Ben was a rising senior at Council Rock High School North during his time at the TREES program. At TREES, Ben researched different methods of sequestering carbon dioxide from emissions by using mineral sequestration and beneficial use of glycerol, an unwanted byproduct of biodiesel production, as a solvent for Calcium Hydroxide. Ben is also an avid member of his schools Environmental Action Club, National Honor Society and Orchestra, and plays violin in the Philadelphia Youth Orchestra. He currently attends Columbia University (Class of 2016) and plans to major in biology while following a pre-med track.
Wendy Woods was a 15 year-old rising sophomore during her time at the TREES program. She is originally from San Juan, Puerto Rico, and now lives in Philadelphia where she attends Jack M. Barrack Hebrew Academy. She enjoys playing the piano, playing tennis, and she has a strong passion for exploring scientific issues, especially the environmental effects on animals. Her project focused on removing phosphate rich agricultural runoff from lakes and streams using crushed brick.

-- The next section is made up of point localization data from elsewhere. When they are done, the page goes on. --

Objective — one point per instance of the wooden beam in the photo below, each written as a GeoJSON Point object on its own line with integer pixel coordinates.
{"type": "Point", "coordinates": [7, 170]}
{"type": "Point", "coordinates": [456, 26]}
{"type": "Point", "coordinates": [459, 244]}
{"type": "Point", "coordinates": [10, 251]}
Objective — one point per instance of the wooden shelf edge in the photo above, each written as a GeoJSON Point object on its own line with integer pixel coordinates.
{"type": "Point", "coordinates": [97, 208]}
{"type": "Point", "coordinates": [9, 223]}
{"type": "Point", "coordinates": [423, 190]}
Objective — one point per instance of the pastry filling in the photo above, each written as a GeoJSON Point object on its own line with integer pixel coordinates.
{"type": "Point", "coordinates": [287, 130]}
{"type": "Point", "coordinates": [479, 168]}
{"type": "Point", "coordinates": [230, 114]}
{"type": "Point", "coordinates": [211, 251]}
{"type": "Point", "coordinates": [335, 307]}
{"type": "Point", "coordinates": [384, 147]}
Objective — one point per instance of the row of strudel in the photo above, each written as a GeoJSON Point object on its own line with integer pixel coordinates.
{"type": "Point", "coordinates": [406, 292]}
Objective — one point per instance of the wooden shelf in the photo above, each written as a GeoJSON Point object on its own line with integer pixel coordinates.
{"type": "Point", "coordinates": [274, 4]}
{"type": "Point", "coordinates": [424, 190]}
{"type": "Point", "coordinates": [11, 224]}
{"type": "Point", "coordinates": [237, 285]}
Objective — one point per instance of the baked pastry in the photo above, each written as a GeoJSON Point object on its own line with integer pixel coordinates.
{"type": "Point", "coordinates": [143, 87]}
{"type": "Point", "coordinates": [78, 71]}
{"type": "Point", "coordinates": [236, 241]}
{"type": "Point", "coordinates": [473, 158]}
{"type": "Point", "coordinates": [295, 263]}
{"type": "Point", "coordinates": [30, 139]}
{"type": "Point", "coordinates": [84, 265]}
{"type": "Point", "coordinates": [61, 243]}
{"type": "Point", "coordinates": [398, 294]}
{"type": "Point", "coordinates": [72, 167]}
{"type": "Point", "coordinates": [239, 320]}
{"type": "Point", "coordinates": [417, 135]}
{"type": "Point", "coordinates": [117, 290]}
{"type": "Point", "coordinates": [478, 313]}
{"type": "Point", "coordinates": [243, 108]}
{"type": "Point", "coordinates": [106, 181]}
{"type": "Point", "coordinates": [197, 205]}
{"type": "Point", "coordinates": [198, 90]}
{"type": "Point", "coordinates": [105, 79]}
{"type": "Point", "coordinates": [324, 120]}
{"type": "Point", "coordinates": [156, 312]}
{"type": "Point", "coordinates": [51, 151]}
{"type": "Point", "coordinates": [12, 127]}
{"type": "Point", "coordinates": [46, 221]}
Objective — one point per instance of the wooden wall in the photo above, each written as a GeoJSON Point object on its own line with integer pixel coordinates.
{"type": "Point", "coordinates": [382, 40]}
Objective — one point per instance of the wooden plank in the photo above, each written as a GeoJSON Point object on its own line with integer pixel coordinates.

When she was at TREES, Sotia was a rising junior at The Grammar School, in Nicosia Cyprus. She is fascinated with environmental issues and is engaged in initiatives trying to decrease environmental pollution. She is hoping to be able to integrate environmental and business studies in college. Sotia is a competitive athlete and a member of the National Karate team of Cyprus with experience in national and international tournaments. At TREES, her research project revolved around the damaging effects of UV radiation and the oxidative damage to cells. She studied the protective antioxidant action of phenolic compounds extracted from known botanicals.